Their action on the strike's second day, and the absence of more staff from government offices, began to disrupt routine services in the southern African nation.
Main schools in Harare sent pupils home early Tuesday as teachers heeded the call by labor leaders. They are demanding the lowest monthly salaries of $250 are raised to $538 to meet the minimum needs of an average family of five.
Zimbabwe Prime Minister's Morgan Tsvangirai's party, in charge of the labor and finance ministries in the nation's shaky coalition, said in a statement Tuesday it cannot meet the demands of 235,000 government employees without increased revenue from diamond mining controlled by the President Robert Mugabe's party.
The former opposition Movement for Democratic Change of Tsvangirai, a former labor leader, said it wanted to pay "a living wage" to ensure government facilities and departments provided viable services.
"It is possible to raise the funds if diamond revenues are remitted to the treasury" controlled by Finance Minister Tendai Biti, it said.

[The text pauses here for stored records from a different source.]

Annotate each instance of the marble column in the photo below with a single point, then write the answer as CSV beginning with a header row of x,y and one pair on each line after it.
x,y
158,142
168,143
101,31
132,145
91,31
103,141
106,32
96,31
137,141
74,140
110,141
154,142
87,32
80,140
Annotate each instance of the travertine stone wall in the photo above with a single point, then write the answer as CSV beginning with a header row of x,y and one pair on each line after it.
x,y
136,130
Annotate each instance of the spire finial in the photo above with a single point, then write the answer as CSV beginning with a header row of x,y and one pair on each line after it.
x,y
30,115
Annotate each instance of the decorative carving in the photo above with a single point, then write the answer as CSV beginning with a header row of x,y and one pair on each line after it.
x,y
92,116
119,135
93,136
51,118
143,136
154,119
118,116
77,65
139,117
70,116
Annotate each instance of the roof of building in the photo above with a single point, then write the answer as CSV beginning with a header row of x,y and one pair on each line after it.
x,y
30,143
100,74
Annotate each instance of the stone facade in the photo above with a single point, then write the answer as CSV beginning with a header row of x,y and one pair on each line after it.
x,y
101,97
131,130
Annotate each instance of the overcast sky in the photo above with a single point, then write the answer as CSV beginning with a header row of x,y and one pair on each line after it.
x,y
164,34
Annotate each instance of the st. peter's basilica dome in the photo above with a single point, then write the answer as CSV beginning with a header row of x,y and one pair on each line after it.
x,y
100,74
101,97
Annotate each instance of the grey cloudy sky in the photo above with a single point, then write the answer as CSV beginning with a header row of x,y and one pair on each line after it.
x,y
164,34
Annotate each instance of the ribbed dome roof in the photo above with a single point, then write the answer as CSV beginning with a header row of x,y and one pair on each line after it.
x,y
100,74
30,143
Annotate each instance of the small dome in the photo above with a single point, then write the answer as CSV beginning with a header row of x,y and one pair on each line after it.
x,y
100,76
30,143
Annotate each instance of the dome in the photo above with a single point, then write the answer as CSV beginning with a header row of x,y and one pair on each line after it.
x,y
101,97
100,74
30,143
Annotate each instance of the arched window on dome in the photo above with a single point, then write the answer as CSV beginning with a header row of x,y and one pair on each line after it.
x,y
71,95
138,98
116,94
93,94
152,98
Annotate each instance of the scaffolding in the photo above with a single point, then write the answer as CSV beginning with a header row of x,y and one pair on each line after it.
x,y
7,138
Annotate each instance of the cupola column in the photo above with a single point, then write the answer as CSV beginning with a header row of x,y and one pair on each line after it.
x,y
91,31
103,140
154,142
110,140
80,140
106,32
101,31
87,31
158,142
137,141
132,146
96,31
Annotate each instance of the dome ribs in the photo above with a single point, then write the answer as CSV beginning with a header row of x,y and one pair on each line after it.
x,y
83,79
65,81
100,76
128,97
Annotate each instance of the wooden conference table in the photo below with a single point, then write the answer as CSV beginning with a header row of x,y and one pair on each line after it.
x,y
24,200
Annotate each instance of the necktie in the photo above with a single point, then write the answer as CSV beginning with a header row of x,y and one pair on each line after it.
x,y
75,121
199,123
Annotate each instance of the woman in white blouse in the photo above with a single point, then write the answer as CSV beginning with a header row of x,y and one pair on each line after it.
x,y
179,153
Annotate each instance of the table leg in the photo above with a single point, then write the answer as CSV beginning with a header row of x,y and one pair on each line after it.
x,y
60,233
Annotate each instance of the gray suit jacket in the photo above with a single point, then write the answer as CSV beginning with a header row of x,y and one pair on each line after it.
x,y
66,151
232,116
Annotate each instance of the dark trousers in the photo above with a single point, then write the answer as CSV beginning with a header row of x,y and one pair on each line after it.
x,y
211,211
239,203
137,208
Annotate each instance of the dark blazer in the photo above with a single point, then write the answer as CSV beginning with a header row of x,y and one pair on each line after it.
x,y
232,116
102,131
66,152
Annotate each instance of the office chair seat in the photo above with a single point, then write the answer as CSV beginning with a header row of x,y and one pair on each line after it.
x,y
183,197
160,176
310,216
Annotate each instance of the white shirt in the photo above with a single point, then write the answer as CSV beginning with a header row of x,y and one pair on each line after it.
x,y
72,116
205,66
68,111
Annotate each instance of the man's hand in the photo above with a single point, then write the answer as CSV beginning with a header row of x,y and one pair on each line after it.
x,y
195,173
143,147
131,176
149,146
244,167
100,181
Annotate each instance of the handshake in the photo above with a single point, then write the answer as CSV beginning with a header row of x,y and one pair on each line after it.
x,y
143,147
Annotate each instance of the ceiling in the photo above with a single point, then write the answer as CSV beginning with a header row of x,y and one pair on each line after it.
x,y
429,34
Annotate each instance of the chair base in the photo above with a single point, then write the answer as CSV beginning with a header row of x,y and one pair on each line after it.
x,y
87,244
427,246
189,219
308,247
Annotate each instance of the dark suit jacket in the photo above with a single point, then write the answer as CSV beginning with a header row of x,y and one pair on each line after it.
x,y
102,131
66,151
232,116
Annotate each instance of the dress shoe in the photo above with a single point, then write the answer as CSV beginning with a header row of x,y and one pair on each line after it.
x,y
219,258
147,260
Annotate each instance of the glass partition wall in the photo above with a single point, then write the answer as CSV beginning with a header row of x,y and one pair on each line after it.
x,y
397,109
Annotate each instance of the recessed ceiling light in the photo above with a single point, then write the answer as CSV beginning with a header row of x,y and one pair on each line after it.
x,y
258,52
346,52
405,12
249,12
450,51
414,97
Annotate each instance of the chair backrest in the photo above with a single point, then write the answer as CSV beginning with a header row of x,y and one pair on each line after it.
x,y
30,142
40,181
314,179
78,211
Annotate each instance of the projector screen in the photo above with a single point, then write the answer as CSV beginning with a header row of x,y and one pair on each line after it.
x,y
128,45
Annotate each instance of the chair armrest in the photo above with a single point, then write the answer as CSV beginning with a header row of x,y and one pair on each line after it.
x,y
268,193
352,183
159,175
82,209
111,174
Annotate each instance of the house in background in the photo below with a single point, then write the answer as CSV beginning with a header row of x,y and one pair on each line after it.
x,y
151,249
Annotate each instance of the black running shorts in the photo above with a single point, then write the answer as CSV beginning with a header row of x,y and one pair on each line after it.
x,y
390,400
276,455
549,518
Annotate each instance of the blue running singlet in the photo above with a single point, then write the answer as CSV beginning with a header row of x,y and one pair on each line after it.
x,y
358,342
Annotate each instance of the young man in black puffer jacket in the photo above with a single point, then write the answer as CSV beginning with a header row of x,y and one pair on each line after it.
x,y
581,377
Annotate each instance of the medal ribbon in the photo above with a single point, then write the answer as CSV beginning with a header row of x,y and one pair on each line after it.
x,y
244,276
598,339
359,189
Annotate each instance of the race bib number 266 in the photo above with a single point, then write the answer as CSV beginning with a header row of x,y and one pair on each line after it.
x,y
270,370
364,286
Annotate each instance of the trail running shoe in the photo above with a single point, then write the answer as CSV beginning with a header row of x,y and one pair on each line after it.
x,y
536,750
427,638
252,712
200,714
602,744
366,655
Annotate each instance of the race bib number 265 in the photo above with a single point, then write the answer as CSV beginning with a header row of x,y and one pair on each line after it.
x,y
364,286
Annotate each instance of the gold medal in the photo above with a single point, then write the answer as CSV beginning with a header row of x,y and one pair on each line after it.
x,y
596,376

In his 2011 year-end budget statement, Biti said mining groups in the controversy-mired diamond fields of eastern Zimbabwe pledged to pay $600 million into state coffers this year. But possible profits from diamonds were far higher, he said.
Tsvangirai's party said Tuesday Mugabe's ZANU-PF party "continues to hold back on those national resources that should benefit all Zimbabweans."
Mugabe's party has denied hoarding revenues from diamonds. Human rights groups accuse the party and military chiefs of involvement in illicit diamond trade and rights violations and killings in eastern Zimbabwe, the recently discovered site of one of the world's largest alluvial diamond deposits.
The Apex Council, the umbrella body of public service labor groups, said in a statement the momentum of the five-day strike was building and its leaders were picketing schools and government offices where there were "pockets of resistance."
"The strike will demonstrate the seriousness and resolve workers can take on bread and butter issues," it said.
Lines of people seeking government services formed Tuesday at undermanned government offices that remained open. Nurses stayed at their posts awaiting a decision on strike action from their labor group, the Zimbabwe Nurses Association, health department officials said.
The militant Progressive Teachers Union, the second largest teachers' organization, said it had lost faith in the coalition that had failed to act against "workers who subsist on corruption." They were against the strike and kept some services running. In a statement Tuesday, it said politicians were using the teachers' plight for "sheer grandstanding" to score political points.
"No political party has been sympathetic to government employees ... at one time we were made to believe that the selling of diamonds shall neatly dress our wretched lives," the statement said.